Rejecting the trusted third party and decentralisation dogmatism of Voorhees and others is, however, a necessary first step. We shouldn’t fear legalisation of this technology.

There is nothing to lose and practically everything to gain.

*Bear with me here. Same team, right?

**English law is already competitive for financial applications with its concept of equity, and in particular the trust, which continental jurisdictions lack. Increasing the UK’s competitiveness in this regard is to be encouraged.

***If you have tax questions this blogpost is not an adequate summary. You should hire a lawyer.

****HMRC still has a ton of work to do. Issues include:

(1) blockchain, transaction and contract situs and implications;

(2) how units of currency awarded by way of transaction fees (once a currency is fully mined) are to be treated for tax purposes;

(3) accounting for trading losses and gains in respect of trades made solely between cryptocurrencies (i.e. no element of fiat);

(4) determining what sort of trading is of an income or capital nature, particularly in respect of cryptocurrencies like Ethereum where units will be used not only as units of currency, but primarily to distribute, manage and settle smart contract applications;

(5) whether a consumer purchase made in cryptocurrency constitutes a chargeable disposal or realisation of profit;

(6) how cryptocurrency is taxable as part of a decedent’s estate;

(7) how, if at all, DAOs [ http://blog.ethereum.org/2014/03/01/daos-are-not-scary-part-2-reducing-barriers/  ] are to be treated as being sited, incorporated, or taxed, in which case all of the above need to be asked again (with the exception of (6)).

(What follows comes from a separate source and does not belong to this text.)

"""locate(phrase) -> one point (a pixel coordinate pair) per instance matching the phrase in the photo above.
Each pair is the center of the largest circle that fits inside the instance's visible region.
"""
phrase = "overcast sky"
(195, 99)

*****Zachary Caceres of the Startup Cities Institute has proposed using cryptoledgers – through a program called MuniBit – to improve transparency of government finances in the developing world. A developed private sector cryptoledger infrastructure in the West would, due to the increased availability of software tools and trained manpower, make such a program considerably more straightforward to implement.

Summary

Commercial lawyer and ASI Fellow Preston J. Byrne explains why, despite the cries of his inner libertarian, more government involvement in Bitcoin would be a step forward for the cryptocurrency-cum-payment-system, rather than its end.